An official website of the United States government

Principal Investigator
Name
Jason Wright
Degrees
M.D
Institution
Columbia University
Position Title
Sol Goldman Associate Professor, Chief Division of Gynecologic Oncology
Email
About this CDAS Project
Study
PLCO (Learn more about this study)
Project ID
PLCO-515
Initial CDAS Request Approval
Aug 23, 2019
Title
Towards Precision Prevention: Applying advanced data analytic and machine learning techniques to improve ovarian cancer screening.
Summary
Ovarian cancer is the leading cause of death by gynecologic malignancy.  Early detection of localized disease increases 5 year mortaility by over 3-fold compared to late stage diagnosis. (5-year survival rates range from 92.5% for localized cancer to 28.9% for cancer with distant spread.) Early stage disease is often asymptomatic and there are no effective screening strategies for asymptomatic women who are not known to be at high risk for ovarian cancer.

More sensitive and specific screening strategies are needed. While research is ongoing into novel serologic tests and better diagnostic imaging, which have future potential to improve disease detection , there is the potential for analysis of available data using advanced data analytics and machine learning techniques that may lead to better screening strategies, which are testable in the near term.
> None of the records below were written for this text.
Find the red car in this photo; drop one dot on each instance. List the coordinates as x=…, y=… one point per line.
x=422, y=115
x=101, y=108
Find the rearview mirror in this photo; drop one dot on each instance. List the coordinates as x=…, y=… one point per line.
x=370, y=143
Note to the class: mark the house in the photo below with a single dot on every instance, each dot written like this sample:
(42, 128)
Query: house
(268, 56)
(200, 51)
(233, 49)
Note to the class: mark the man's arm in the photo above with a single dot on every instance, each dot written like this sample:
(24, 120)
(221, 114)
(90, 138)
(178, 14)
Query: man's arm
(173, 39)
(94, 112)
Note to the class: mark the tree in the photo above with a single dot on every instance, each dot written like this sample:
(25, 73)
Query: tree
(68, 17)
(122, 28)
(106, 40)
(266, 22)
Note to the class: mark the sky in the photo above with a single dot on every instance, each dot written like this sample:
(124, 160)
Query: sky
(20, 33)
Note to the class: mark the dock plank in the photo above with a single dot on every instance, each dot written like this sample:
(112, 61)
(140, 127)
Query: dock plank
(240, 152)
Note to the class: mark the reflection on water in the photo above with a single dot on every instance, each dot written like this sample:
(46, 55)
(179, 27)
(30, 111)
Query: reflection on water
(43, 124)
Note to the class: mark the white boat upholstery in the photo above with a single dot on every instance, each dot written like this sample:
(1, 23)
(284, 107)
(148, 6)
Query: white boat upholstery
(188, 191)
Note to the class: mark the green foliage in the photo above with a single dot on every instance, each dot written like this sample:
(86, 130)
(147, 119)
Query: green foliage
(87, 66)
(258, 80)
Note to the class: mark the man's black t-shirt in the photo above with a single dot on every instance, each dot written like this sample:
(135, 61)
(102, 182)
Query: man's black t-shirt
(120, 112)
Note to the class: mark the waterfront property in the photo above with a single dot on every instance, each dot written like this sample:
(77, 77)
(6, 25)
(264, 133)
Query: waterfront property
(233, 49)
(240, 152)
We are proposing to analyze the PLCO study data employing a wider range of advanced data analytics and machine learning techniques than any previous studies in ovarian cancer detection. We will study relevant variables in the PLCO ovarian cancer data sets which include: comprehensive screening, screening abnormalities, diagnostic procedures, medical complications, and treatments. We will use regression and classification techniques including linear models; both ordinary linear regression as well as regression using regularization techniques such as Ridge, Lasso, and Elastic Net. We will test a wide variety of other techniques such as random forests, gradient boosting, neural networks, decision trees, and support vector machines.
Aims

AIMS.

(1) Improve our understanding of the risk factors associated with ovarian cancer, identify better screening procedures, and subsets of the general population who might derive greater benefits from screening: specific questions addressed will include:

• Can we identify is a subset of identifiable patients who may benefit from evaluation by TVUS and CA125 and were not picked up in the highest quality studies to date. (PLCO and UKCTOCS)?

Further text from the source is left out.